In time – after only a day or two, in fact – I talked to Cassie. I told her what Mummy had told me. We restored our close friendship. It was a relief for us both. By some silent agreement, we didn’t refer again to my parentage,
whatever it was.
Chapter Thirty-Three
2000
Lucy
Over the coming years, Cassie and I both concentrated on trying to demonstrate how detached we were from our parents – whoever they might be – and from their entire generation. We were assured of our uniqueness, of the originality of our thoughts, and how extraordinarily misunderstood we were. We became scornful, rebellious, moody and troublesome. We discovered causes, social and political issues and ideology, music and literature. We discovered boys and hesitantly began to explore sex. We tiptoed our way in and out of punk and goth culture. Cassie handled the adolescent years with relative ease – Fiona was relaxed about all her experimentation.

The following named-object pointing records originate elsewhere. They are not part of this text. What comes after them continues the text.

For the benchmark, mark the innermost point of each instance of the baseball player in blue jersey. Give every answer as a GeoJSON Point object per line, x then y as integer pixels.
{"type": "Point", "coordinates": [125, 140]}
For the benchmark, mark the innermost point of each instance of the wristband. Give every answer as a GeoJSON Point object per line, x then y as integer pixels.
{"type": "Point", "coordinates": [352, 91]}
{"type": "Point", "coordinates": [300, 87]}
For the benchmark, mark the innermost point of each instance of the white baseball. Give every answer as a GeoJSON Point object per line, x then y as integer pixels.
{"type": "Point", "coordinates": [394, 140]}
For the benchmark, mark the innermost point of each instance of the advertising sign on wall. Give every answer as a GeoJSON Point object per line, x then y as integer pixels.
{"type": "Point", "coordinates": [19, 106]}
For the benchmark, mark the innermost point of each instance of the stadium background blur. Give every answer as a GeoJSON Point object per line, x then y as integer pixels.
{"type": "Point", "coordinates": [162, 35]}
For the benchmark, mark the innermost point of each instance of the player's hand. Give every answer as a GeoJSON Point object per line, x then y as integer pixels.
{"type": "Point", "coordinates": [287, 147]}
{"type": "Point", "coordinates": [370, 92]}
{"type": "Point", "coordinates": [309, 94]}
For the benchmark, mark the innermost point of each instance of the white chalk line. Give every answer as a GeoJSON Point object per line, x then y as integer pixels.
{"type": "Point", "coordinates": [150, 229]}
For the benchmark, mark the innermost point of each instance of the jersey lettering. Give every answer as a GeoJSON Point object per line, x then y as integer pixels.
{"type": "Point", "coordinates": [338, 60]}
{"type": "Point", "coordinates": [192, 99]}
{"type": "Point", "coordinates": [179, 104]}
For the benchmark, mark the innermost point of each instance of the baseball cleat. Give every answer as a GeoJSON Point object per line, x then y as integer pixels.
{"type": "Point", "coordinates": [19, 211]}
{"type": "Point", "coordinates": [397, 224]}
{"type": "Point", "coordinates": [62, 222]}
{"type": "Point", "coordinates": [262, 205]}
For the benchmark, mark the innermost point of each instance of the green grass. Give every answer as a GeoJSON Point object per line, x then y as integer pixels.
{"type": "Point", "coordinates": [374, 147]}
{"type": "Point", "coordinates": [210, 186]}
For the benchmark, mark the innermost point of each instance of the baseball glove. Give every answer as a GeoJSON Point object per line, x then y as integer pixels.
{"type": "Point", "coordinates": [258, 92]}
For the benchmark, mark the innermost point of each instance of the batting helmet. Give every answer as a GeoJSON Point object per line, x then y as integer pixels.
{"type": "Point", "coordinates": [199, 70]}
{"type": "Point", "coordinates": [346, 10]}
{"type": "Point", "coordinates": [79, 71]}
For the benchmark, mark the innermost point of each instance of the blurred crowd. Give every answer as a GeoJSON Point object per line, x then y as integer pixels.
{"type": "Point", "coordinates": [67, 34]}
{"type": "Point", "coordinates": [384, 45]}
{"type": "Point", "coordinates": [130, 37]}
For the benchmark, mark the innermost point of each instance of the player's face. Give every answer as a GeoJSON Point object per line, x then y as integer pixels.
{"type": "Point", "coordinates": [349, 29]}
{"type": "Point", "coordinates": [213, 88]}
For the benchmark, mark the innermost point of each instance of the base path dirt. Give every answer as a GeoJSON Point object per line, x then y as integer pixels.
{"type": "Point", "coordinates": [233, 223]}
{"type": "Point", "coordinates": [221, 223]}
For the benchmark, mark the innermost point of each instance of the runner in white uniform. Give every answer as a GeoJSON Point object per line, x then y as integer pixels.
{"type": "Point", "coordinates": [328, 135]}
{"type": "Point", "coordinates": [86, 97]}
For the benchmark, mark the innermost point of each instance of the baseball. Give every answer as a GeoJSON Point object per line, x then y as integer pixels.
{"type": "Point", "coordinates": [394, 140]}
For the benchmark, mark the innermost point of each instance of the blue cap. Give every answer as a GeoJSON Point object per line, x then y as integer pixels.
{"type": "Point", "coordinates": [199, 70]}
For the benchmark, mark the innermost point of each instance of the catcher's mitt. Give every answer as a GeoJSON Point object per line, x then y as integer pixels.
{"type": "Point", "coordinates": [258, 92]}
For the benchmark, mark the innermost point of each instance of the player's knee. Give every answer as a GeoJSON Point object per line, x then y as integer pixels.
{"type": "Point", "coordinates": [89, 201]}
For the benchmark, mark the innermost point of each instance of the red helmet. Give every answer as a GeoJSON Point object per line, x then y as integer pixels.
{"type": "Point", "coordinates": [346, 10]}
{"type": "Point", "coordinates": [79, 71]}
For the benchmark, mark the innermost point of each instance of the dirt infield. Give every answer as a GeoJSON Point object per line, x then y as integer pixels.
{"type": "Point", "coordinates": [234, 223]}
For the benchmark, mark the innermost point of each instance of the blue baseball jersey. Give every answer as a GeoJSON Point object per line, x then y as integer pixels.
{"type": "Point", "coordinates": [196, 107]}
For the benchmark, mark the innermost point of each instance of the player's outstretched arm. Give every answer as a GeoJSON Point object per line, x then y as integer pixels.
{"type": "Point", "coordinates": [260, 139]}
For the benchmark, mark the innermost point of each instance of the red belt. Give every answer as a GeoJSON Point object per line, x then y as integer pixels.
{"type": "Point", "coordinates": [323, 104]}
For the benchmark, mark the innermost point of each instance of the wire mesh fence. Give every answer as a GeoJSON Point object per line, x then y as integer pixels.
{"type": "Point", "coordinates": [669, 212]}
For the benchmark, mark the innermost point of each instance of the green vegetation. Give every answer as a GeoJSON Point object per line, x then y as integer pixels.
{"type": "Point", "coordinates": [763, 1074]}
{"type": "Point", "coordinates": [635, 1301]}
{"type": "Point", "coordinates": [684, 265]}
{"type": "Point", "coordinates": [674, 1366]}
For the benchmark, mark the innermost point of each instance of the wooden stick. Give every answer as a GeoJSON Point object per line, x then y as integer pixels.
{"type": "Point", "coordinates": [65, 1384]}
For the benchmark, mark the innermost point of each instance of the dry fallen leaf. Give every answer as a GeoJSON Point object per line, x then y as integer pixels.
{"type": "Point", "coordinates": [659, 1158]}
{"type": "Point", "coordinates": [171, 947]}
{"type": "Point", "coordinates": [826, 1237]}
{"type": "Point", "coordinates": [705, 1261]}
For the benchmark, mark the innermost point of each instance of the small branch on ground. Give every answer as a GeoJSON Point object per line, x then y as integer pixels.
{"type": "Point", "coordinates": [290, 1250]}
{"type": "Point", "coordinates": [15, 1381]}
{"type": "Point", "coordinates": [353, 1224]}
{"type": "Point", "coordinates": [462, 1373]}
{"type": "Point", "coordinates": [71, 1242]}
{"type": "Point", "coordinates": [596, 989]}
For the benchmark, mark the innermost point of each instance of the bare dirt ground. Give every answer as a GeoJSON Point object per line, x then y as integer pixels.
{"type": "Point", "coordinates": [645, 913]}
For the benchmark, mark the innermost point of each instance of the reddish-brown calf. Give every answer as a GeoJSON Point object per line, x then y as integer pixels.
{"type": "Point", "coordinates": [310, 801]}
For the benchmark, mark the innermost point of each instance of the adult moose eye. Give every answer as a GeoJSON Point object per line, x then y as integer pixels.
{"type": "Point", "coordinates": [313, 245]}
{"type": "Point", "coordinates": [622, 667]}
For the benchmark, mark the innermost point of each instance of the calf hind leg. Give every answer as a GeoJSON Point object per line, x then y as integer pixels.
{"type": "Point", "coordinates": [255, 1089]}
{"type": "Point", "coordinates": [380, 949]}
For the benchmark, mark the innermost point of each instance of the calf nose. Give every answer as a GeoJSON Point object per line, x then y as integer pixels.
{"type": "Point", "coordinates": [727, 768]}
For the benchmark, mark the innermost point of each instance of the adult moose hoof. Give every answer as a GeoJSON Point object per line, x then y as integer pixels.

‘It’s what being a teenager is all about. Just make sure you respect your own autonomy and your own body, and you won’t go far wrong.’
Cassie emerged at the other end of her teens with a clutch of good A levels, hoping to study Medicine at university.
My own experience of adolescence was much more difficult, as it must have been for my mother. She tried not to show it, but I knew she detested everything about my teenage years: the clothes, the hair, the drinking, the boys. Above all, she hated the inevitable distance that grew between us – seeing me unhappy, confused, vulnerable, self-harming at times – and having no idea how to respond.
During the late summer after we’d done our A levels, when Cassie was eighteen and I was soon to be, there were picnics and barbecues and parties galore. We were invited to a party at the home of twins called Aidan and Callum. Their parents were on holiday in Majorca, and had “trusted” them with the house. They were nineteen and were both considered among the most attractive and desirable boys in our circle of friends.
At the party alcohol flowed freely. Callum made a move towards me. We danced. We kissed. We drank. There were beer, wine and spirits of all sorts. I lost count of what I’d had to drink and how much. Cassie was dancing with one of Callum and Aidan’s friends. She was watching me. I knew she was looking out for me.